Whilst gathering my thoughts for this post, the phrase ‘a state of grace’ flickered through my consciousness. Given that the words ‘gratitude’ and ‘grace’ share a common root, this is unsurprising. But what does this mean to our understanding of gratitude?  Vipassana (insight) meditation teacher Phillip Moffitt expresses this beautifully:

“This grace of conscious life, of having a mind that can know “this moment is like this,” is the root of all wonder, from which gratitude flows. The wonder, the mystery, is that you, like everyone else, are given this short, precious time of conscious embodiment in which you can directly know life for yourself.”
http://dharmawisdom.org/teachings/articles/selfless-gratitude

(See also Grateful to whom? and Gratitude is good for you!)

Flying Free

Monarch Butterfly

A dear friend gifted me with the wonder of a Monarch butterfly chrysalis – exquisite in its own right; blue green, studded with gold. But the gist of his gift was the opportunity to witness the process of transformation.

We hung the ribbon to which the pupa was attached above our dining table, watched it through breakfast and checked back regularly over the course of the day. Needless to say, we missed the moment of transformation, which must have taken place between 6 and 8pm!

It struck me that this suited the metaphor of our own transformations extraordinarily well. We are rarely fully aware of a single moment of transition from one stage to another. Only in hindsight is the shift apparent.

Of course, the truth is that transformation is not a single moment – for a Monarch Butterfly or a human being. It is a continuous, lifelong process, punctuated by periods of struggling to break free of what we have been and those wondrous, joyous times when we find new wings!

Thank you, Real, for a beautiful gift.

More joy of food and drink

Recent experiences of tasting menus have inspired us to challenge sommeliers to come up with non-alcoholic pairings.

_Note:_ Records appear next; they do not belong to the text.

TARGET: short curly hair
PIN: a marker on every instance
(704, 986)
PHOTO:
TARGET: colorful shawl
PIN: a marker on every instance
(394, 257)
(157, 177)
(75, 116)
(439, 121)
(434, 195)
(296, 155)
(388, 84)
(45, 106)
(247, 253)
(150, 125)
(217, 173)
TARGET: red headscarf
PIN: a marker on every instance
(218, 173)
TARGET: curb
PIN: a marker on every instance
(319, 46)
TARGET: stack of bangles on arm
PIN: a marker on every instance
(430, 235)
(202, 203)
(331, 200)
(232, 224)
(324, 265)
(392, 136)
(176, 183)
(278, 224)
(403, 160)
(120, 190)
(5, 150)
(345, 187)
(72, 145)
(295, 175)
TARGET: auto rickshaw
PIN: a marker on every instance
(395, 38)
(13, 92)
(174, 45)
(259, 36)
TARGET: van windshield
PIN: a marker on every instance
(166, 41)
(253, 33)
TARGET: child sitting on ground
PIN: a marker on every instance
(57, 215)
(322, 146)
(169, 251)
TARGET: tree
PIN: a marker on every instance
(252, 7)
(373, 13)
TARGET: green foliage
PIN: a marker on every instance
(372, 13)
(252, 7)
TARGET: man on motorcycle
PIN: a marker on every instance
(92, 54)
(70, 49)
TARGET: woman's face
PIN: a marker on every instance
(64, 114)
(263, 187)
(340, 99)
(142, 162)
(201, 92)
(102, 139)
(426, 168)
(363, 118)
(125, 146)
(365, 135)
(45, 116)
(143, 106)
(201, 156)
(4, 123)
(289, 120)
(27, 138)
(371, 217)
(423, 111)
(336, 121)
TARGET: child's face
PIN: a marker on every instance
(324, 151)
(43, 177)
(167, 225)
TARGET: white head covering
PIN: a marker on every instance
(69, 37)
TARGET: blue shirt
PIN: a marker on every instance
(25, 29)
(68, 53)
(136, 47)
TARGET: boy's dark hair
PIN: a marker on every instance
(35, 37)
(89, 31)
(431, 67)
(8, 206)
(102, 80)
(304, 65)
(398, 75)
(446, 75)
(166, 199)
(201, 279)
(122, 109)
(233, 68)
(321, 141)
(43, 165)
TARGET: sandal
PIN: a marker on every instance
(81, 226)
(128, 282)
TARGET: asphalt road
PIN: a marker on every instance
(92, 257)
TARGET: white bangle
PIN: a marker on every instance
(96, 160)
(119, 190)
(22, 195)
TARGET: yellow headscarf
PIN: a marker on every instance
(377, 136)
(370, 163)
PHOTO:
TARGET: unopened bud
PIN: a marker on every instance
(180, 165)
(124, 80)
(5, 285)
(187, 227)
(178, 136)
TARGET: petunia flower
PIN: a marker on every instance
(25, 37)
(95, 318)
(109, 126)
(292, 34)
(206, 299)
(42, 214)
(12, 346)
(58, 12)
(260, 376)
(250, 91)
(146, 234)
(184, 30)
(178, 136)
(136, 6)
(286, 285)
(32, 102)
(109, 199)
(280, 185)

Twice now they have responded with such a genuine sense of interest and enjoyment (and last night Paul got his drinks for free!) that it has also provided an additional quality of delight in our experience of eating out. I have a sense that this kind of playful challenge is another way of creating a shared connection into the wellspring of joy.

In an interesting subtext to this challenge, why should we value the experience of those who drink alcohol over those who choose not to? Restaurants often fail to consider the non-drinker and have poor options, even though there are some wonderful syrups, juices, teas and more, many of which can be locally sourced and mixed to great effect.

I’d like to think that, in playfully planting this awareness, we may help to change this.